Hi all,
I am trying to get two IP addresses that are presented on the MT from two different ISP's to be natted to the same internal host, this is basically to provide redundancy! I have go it working in that the nat'ed addresses do work and I can contact the servers using these addresses, though I don't think the traffic is flowing back via the address / connection it was natted from and is using its standard route. Anybody any experience with this or any examples of the setup?
Thanks
Jamie
http://www.fusionmanageit.co.uk
Fusion IT Management Limited
Re: Inbound NAT, multiple ISP's traffic flow
Code: Select all
add action=mark-connection chain=forward comment="" \
connection-state=new disabled=no in-interface=WAN1 new-connection-mark=\
outside1_connection passthrough=no
add action=mark-connection chain=forward comment="" connection-state=new \
disabled=no in-interface=WAN2 new-connection-mark=outside2_connection \
passthrough=no
add action=mark-routing chain=prerouting comment="" connection-mark=\
outside1_connection disabled=no new-routing-mark=to_outside1 passthrough=\
no
add action=mark-routing chain=prerouting comment="" connection-mark=\
outside2_connection disabled=no new-routing-mark=to_outside2 passthrough=\
no
Re: Inbound NAT, multiple ISP's traffic flow
I have been trying to make this work for ages and have tried the above solution too.

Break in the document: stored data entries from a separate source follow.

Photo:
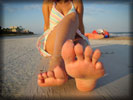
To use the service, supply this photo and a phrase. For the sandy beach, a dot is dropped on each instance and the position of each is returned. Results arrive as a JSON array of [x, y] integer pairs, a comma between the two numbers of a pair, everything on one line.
[[20, 67]]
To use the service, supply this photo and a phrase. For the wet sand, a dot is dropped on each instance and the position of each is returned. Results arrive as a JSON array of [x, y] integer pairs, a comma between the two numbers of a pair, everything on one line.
[[20, 67]]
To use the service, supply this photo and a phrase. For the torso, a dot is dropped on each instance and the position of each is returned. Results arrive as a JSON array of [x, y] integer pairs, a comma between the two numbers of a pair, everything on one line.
[[64, 10]]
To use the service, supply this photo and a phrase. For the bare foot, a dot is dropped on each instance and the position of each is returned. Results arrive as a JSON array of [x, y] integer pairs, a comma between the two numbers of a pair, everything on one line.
[[85, 69], [52, 78]]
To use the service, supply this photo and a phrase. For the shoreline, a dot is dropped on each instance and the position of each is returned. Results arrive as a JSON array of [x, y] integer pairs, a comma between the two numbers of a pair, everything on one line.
[[37, 35], [21, 60]]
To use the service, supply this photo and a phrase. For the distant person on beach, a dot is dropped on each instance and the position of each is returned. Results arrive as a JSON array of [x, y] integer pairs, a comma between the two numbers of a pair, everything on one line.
[[64, 42]]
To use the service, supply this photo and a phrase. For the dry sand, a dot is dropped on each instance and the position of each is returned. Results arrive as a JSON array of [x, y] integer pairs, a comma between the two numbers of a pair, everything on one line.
[[21, 58]]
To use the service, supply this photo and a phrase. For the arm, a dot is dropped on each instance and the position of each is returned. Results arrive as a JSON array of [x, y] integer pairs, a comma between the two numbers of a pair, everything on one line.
[[80, 9], [45, 11]]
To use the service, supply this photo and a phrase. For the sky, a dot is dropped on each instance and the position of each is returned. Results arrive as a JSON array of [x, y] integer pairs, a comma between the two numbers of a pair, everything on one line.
[[114, 17]]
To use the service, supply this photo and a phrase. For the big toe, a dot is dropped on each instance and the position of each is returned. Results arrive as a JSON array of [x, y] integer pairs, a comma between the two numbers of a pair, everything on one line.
[[67, 52], [79, 51], [96, 56]]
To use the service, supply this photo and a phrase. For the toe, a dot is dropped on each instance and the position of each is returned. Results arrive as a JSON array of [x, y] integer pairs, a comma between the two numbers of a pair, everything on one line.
[[45, 75], [79, 51], [40, 79], [99, 66], [40, 83], [68, 53], [96, 56], [40, 76], [50, 74], [88, 53], [59, 73]]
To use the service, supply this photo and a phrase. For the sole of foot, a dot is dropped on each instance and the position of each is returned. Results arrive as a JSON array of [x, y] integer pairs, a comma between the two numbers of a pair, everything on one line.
[[56, 77], [82, 65]]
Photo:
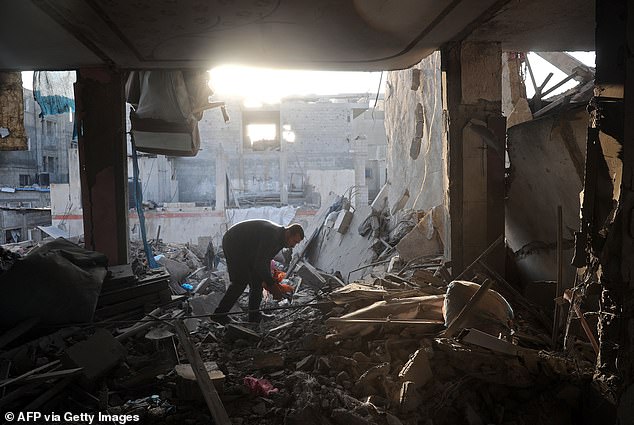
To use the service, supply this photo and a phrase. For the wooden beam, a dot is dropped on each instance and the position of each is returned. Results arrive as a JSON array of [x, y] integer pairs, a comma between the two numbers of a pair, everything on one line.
[[456, 324], [29, 373], [218, 412]]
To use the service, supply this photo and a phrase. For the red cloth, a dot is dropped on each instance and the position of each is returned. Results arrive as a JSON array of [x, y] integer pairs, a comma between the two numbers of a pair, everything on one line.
[[259, 386]]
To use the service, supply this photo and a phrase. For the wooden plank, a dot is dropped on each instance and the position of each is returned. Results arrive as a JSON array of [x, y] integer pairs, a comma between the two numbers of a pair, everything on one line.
[[582, 319], [381, 321], [218, 412], [559, 287], [111, 310], [456, 324], [481, 256], [17, 331], [124, 294], [41, 377], [29, 373]]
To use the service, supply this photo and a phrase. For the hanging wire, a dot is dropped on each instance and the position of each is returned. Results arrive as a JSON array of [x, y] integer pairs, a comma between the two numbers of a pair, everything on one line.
[[138, 200]]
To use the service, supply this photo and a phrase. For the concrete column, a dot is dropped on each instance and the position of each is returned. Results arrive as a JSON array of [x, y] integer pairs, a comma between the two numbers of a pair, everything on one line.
[[475, 132], [284, 181], [103, 161], [360, 146], [611, 130], [221, 179]]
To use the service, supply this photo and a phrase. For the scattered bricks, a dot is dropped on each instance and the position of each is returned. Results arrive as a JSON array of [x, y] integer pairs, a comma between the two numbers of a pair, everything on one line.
[[370, 377], [409, 399], [97, 355], [417, 369], [268, 361], [306, 364], [186, 386]]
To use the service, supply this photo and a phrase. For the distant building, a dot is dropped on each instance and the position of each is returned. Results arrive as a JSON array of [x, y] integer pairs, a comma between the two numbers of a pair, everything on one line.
[[24, 173], [294, 152]]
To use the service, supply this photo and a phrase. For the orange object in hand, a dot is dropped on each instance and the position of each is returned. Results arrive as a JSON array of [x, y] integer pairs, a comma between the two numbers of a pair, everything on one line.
[[279, 290], [278, 275]]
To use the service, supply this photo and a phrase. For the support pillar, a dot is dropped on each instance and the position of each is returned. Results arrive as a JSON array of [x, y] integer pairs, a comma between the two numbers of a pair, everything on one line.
[[360, 146], [221, 179], [284, 180], [612, 245], [475, 132], [103, 161]]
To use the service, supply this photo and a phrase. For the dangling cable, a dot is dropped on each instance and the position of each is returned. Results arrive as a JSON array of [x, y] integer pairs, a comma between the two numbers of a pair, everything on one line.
[[138, 200]]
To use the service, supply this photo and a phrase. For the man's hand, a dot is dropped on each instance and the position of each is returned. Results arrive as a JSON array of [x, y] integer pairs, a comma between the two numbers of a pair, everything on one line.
[[279, 290]]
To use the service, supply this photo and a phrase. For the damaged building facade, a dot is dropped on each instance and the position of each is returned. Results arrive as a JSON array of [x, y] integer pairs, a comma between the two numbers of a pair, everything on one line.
[[320, 146], [507, 300]]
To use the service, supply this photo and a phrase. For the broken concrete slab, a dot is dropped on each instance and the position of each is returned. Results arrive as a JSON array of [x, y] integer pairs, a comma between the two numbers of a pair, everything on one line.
[[426, 238], [492, 314], [417, 370], [186, 386], [355, 292]]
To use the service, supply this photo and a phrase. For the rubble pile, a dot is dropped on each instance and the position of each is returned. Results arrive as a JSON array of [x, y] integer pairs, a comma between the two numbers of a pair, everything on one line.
[[406, 343]]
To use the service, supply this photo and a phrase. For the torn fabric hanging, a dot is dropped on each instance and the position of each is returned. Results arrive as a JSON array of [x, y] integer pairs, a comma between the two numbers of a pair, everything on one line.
[[12, 132], [53, 91], [167, 106]]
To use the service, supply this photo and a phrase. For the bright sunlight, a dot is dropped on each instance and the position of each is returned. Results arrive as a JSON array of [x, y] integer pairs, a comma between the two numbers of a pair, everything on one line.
[[262, 85]]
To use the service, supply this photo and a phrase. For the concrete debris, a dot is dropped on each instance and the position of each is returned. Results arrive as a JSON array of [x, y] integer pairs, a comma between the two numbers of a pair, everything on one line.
[[370, 352]]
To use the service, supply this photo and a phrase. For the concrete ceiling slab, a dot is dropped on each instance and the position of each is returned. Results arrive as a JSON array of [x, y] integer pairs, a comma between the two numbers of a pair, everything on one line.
[[541, 25], [302, 34]]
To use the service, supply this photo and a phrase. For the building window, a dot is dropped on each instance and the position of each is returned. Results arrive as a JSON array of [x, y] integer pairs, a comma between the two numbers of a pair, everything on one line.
[[48, 164], [25, 180], [50, 129], [288, 134], [13, 235], [261, 130]]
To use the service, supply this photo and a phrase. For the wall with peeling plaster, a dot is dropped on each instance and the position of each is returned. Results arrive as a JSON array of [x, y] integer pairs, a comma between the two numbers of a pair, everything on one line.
[[413, 122], [324, 131]]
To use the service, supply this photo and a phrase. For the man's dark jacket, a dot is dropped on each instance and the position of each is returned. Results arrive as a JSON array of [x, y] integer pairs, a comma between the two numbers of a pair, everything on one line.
[[252, 244]]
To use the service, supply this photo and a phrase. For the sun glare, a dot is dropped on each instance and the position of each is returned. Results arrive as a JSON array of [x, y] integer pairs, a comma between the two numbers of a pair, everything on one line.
[[262, 85]]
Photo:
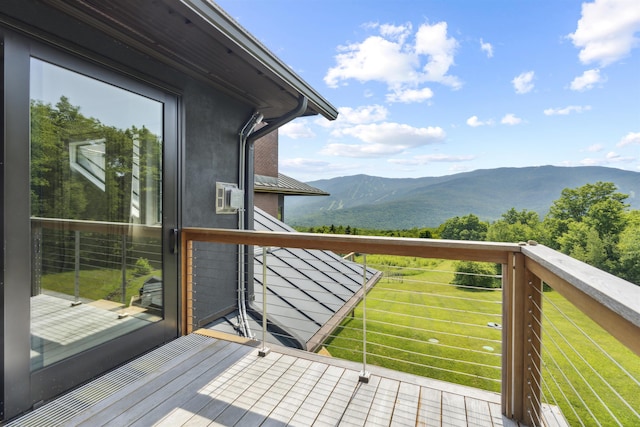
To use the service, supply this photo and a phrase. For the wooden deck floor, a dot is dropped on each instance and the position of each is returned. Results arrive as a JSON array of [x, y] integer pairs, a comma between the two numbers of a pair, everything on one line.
[[207, 381]]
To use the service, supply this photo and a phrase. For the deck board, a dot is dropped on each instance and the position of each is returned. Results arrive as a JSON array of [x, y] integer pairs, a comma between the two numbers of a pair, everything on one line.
[[429, 407], [405, 410], [219, 382], [383, 403]]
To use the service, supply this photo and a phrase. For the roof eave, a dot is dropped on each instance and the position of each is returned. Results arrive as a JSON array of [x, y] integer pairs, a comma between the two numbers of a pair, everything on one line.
[[250, 46]]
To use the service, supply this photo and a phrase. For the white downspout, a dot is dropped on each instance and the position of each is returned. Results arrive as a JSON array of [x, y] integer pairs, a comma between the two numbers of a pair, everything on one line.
[[248, 136], [251, 124]]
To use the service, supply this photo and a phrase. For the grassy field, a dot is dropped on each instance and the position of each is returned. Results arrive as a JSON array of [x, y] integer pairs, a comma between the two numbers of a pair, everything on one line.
[[417, 322]]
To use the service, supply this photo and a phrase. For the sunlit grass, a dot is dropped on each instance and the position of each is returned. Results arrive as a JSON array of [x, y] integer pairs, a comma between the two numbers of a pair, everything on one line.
[[416, 305]]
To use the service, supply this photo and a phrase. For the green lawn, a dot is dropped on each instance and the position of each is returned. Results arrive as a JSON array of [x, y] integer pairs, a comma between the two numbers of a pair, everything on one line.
[[413, 307]]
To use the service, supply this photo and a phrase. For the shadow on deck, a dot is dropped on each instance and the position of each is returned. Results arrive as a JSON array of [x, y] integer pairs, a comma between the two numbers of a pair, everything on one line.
[[201, 379]]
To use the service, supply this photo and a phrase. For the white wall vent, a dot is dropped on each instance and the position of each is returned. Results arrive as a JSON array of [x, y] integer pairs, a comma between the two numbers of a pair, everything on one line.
[[229, 198]]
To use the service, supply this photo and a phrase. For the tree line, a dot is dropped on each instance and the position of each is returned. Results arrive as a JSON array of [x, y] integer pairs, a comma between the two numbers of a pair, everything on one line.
[[592, 223]]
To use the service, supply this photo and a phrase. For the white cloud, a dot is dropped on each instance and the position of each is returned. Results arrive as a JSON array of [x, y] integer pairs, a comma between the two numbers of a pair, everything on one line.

It does not seem to work. I can only remote desktop from the default route. If I change the default route to the other wan interface, i can connect but not from the first. The only difference is that i do not masquarade each interface individually but more like this
/ip firewall nat
add action=passthrough chain=unused-hs-chain comment=\
"place hotspot rules here" disabled=yes
add action=masquerade chain=srcnat comment=NAT disabled=no out-interface=\
"!Lan Interface"
/ip firewall nat
add action=passthrough chain=unused-hs-chain comment=\
"place hotspot rules here" disabled=yes
add action=masquerade chain=srcnat comment=NAT disabled=no out-interface=\
"!Lan Interface"
Re: Inbound NAT, multiple ISP's traffic flow
you need to mark connections, mark packets, and then mark routing. in your example below you are not marking packets, only connections, which is pretty much just the SYN packets.
Re: Inbound NAT, multiple ISP's traffic flow
Where you refering to my post? I just noted that i do not have a rule for each wan interface, i bundled them all together and i was nor sure if it made any differece.you need to mark connections, mark packets, and then mark routing. in your example below you are not marking packets, only connections, which is pretty much just the SYN packets.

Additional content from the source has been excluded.